ISSUE: Whether a rehabilitation court can rule on the issue of propriety of payment of insurance proceeds to a corporation
under rehabilitation.

RULING: No. Under Sec. 3 of R.A. No. 10142, rehabilitation proceedings are summary and non-adversarial in nature. Hence,
they do not include adjudication of claims that require full trial on the merits, like petitioner’s insurance claim against
respondent insurers. Therefore, it is necessary to file a separate action for collection where respondent insurers can properly
thresh out their defenses.
FAR EAST BANK AND TRUST COMPANY v. UNION BANK OF THE PHILIPPINES

FACTS:

 FEBTC bought properties from Nikon’s proeperties (owned by spouses Yutingco)
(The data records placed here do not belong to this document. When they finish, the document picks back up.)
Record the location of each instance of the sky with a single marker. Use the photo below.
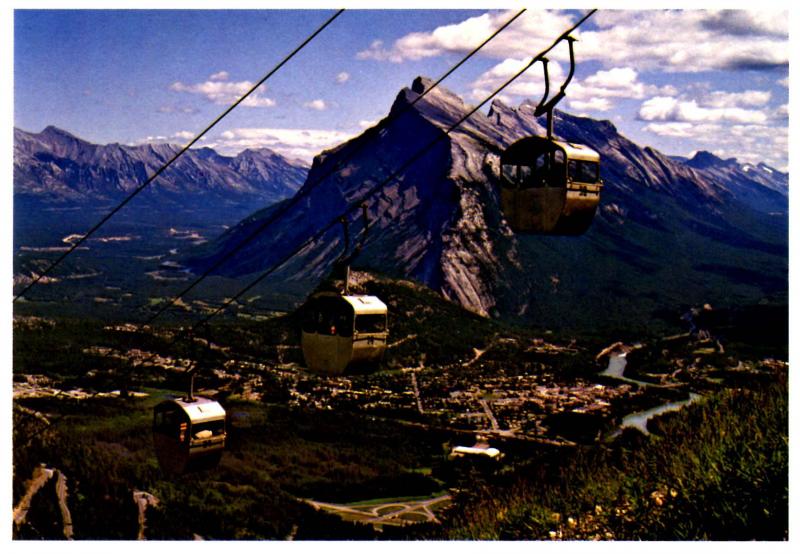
(677, 80)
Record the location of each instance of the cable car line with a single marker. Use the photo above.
(338, 165)
(190, 433)
(361, 200)
(150, 179)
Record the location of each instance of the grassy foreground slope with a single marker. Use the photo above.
(716, 470)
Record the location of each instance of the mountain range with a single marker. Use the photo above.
(56, 167)
(668, 232)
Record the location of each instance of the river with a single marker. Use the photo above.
(638, 420)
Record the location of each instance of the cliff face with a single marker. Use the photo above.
(439, 221)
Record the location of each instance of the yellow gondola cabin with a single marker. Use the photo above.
(189, 434)
(341, 332)
(549, 186)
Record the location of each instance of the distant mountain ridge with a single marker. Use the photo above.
(55, 166)
(666, 232)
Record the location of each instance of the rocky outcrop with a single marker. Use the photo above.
(438, 220)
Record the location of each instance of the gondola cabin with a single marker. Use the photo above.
(549, 186)
(188, 434)
(343, 332)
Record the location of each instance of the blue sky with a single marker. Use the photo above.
(679, 81)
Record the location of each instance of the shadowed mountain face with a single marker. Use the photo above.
(55, 167)
(668, 232)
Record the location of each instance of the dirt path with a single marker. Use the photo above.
(143, 500)
(41, 475)
(62, 494)
(400, 512)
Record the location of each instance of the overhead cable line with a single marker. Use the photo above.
(191, 143)
(288, 205)
(191, 331)
(377, 188)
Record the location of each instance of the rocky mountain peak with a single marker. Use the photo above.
(704, 159)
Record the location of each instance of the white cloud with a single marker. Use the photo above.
(219, 76)
(593, 93)
(688, 40)
(177, 109)
(529, 85)
(720, 99)
(184, 135)
(529, 33)
(666, 108)
(662, 40)
(225, 93)
(292, 143)
(592, 104)
(317, 104)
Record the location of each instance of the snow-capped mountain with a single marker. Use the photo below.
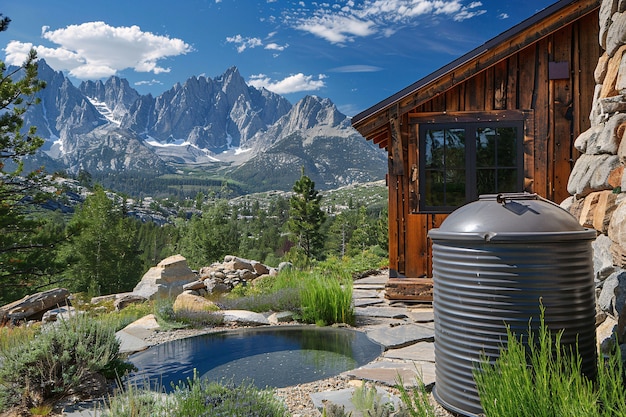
(253, 134)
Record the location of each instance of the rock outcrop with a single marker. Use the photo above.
(166, 279)
(223, 277)
(33, 307)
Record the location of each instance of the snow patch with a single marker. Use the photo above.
(104, 110)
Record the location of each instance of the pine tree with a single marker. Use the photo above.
(306, 217)
(103, 255)
(24, 235)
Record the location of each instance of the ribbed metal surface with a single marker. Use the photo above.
(495, 262)
(480, 287)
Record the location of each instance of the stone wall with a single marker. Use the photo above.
(597, 184)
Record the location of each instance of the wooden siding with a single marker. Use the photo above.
(558, 108)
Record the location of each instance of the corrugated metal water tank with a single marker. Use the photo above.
(495, 261)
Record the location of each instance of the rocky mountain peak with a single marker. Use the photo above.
(221, 122)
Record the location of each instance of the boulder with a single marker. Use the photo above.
(32, 307)
(284, 266)
(589, 137)
(616, 34)
(281, 317)
(187, 302)
(244, 318)
(591, 173)
(195, 286)
(166, 279)
(612, 298)
(60, 313)
(607, 9)
(602, 260)
(260, 269)
(124, 300)
(216, 286)
(236, 263)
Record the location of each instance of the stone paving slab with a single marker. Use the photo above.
(373, 279)
(356, 293)
(421, 316)
(344, 398)
(365, 302)
(130, 343)
(386, 312)
(387, 372)
(371, 287)
(401, 336)
(421, 351)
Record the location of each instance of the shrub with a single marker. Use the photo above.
(325, 299)
(199, 397)
(543, 378)
(415, 402)
(55, 361)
 Thereafter, Union Bank (creditor of spouses Yutingco) filed a case against the spouses claiming that the sale between
FEBTC and Nikon’s was fraudulent and was done in bad faith to prevent Union bank from levying the properties. The
sale was even made a day prior to the filing of Nikon of a petition for suspension of payments with the SEC.
 FEBTC filed a motion to dismiss on the ground of pendency of the proceedings in the SEC which had acquired prior
jurisdiction over the subject matter of the case.
 Union Bank: Litis pendentia does not apply in this case as it is not a party to the SEC proceedings for suspension of
payments.
 Trial court: Granted the motion to dismiss; CA: Reversed.
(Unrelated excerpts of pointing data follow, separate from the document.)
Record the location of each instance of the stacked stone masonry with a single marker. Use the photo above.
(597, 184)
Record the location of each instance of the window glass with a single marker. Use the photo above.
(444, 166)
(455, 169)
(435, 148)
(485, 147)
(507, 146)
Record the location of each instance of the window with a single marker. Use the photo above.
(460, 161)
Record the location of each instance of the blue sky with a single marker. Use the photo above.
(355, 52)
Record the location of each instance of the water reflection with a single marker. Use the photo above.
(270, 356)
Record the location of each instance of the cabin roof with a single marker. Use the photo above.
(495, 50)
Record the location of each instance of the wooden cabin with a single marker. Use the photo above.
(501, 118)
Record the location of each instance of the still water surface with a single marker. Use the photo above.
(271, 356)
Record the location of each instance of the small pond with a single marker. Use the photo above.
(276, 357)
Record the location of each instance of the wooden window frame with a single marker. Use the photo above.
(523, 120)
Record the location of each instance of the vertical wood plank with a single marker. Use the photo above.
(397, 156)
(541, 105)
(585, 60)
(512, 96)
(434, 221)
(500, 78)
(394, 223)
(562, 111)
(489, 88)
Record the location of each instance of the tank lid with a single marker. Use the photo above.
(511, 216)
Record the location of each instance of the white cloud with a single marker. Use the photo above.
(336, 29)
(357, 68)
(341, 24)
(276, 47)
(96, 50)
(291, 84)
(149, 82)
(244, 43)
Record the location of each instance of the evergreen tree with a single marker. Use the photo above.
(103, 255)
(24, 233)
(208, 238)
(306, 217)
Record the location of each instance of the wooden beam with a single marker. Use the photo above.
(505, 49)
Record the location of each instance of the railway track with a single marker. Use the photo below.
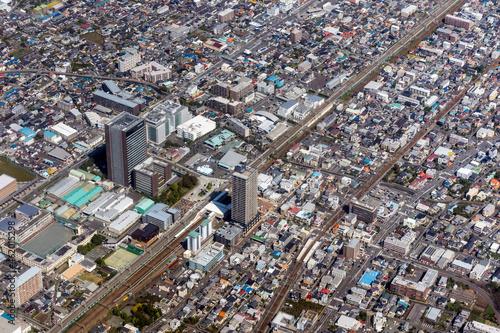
(142, 276)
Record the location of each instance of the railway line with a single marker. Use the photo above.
(140, 273)
(294, 274)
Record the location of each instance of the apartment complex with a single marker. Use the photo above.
(27, 285)
(351, 250)
(8, 185)
(125, 147)
(129, 60)
(244, 197)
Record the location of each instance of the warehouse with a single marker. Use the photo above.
(66, 132)
(125, 221)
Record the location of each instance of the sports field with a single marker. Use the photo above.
(120, 259)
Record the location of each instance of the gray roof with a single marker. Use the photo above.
(114, 98)
(4, 224)
(268, 115)
(111, 86)
(231, 159)
(27, 209)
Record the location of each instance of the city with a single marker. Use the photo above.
(249, 166)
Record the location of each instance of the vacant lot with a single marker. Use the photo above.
(12, 170)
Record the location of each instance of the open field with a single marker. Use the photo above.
(15, 171)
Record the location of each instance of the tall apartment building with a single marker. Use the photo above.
(295, 35)
(151, 176)
(351, 250)
(244, 197)
(240, 91)
(125, 147)
(364, 212)
(157, 125)
(129, 60)
(175, 114)
(8, 185)
(458, 22)
(220, 89)
(27, 285)
(226, 15)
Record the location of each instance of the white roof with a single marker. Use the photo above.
(347, 322)
(64, 129)
(124, 221)
(6, 180)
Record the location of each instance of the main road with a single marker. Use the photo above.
(100, 302)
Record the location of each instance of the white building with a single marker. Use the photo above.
(65, 131)
(286, 109)
(129, 60)
(195, 128)
(477, 327)
(464, 173)
(123, 222)
(348, 323)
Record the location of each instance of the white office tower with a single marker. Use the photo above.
(194, 241)
(205, 229)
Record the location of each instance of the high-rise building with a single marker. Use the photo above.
(129, 60)
(351, 250)
(458, 22)
(27, 285)
(151, 176)
(164, 119)
(125, 146)
(8, 185)
(244, 197)
(295, 35)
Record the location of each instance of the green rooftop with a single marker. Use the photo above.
(145, 205)
(205, 222)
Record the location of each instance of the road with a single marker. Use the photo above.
(91, 76)
(141, 268)
(457, 277)
(279, 299)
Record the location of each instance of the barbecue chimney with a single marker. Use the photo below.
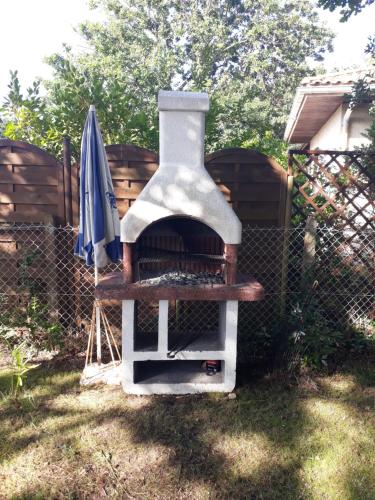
(182, 187)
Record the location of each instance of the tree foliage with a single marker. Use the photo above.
(248, 54)
(348, 7)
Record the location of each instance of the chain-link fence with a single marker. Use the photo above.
(39, 273)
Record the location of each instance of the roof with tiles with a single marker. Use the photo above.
(341, 77)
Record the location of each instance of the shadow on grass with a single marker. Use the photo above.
(244, 448)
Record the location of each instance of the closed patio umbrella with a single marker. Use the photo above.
(98, 239)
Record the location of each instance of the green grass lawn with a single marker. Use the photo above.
(312, 439)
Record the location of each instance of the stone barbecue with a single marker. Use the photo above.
(180, 239)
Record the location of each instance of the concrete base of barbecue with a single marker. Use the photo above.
(154, 368)
(154, 372)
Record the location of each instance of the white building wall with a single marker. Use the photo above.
(330, 136)
(360, 120)
(334, 134)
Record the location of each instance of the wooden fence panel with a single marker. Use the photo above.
(31, 184)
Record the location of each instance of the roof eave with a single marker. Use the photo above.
(300, 98)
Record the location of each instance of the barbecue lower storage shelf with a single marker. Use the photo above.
(170, 357)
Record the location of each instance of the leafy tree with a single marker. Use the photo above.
(348, 7)
(248, 54)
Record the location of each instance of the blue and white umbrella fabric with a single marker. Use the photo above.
(99, 224)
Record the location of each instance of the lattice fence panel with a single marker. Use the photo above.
(338, 186)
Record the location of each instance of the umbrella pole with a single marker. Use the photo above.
(97, 316)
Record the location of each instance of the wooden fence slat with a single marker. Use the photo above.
(35, 198)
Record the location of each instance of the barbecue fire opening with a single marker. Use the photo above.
(179, 250)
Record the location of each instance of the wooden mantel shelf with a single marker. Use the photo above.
(112, 286)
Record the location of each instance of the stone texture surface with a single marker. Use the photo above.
(154, 372)
(112, 286)
(182, 186)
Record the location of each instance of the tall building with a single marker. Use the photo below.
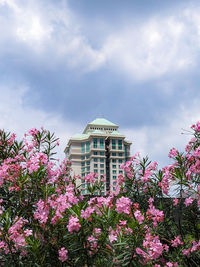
(101, 149)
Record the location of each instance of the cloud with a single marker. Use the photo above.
(156, 140)
(17, 117)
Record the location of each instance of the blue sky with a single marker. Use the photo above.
(136, 63)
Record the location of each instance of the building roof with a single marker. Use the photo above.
(80, 136)
(102, 121)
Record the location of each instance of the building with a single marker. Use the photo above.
(99, 149)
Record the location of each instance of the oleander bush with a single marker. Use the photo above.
(152, 219)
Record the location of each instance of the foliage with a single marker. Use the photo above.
(45, 221)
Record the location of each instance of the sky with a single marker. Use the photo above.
(136, 63)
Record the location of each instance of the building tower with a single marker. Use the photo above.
(99, 149)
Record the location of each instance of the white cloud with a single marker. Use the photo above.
(161, 45)
(16, 117)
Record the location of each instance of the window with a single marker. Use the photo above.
(95, 142)
(88, 146)
(83, 147)
(113, 144)
(101, 143)
(120, 144)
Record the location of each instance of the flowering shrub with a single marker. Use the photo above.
(45, 221)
ISSUE: Wether litis pendentia applies in this case.

RULING: No. The elements of litis pendentia are absent in the instant case due to the following:

(1) No identity of parties: Spouses were ordered dropped from the SEC on the ground that the latter cannot acquire jurisdiction
over an individual filing a petition for suspension of payments together with a corporate entity.
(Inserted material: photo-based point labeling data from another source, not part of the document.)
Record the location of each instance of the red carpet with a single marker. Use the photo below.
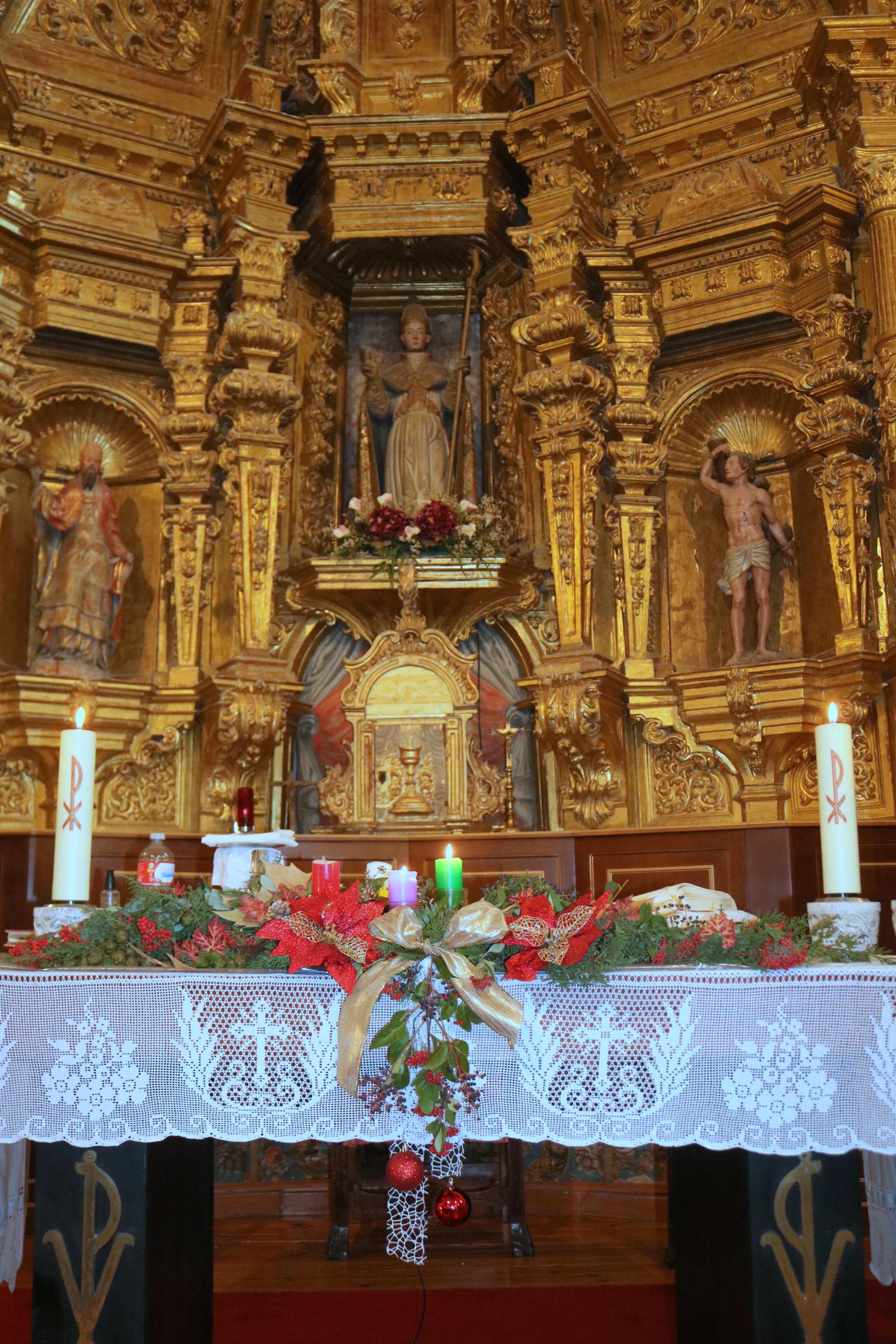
(637, 1315)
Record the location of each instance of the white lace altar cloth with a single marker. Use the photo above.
(771, 1062)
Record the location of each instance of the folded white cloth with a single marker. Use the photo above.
(684, 895)
(12, 1210)
(254, 840)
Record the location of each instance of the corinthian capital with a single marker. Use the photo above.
(874, 175)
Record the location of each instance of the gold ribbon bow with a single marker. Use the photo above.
(480, 922)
(2) No identity of rights asserted nor relief prayed for: Ultimate objective of the rehabilitation proceeding in SEC is the equitable
distribution of earnings from the business under rehabilitation while the validity of the sale to petitioner is the principal issue in
Civil case.

Further, the decision in either, regardless of which party is successful, would not amount to res judicata as the properties
involved in both actions were not the same. Considering that there is no identity of parties, issues and reliefs prayed, litis
pendentia does not apply. Hence, the case should not be dismissed.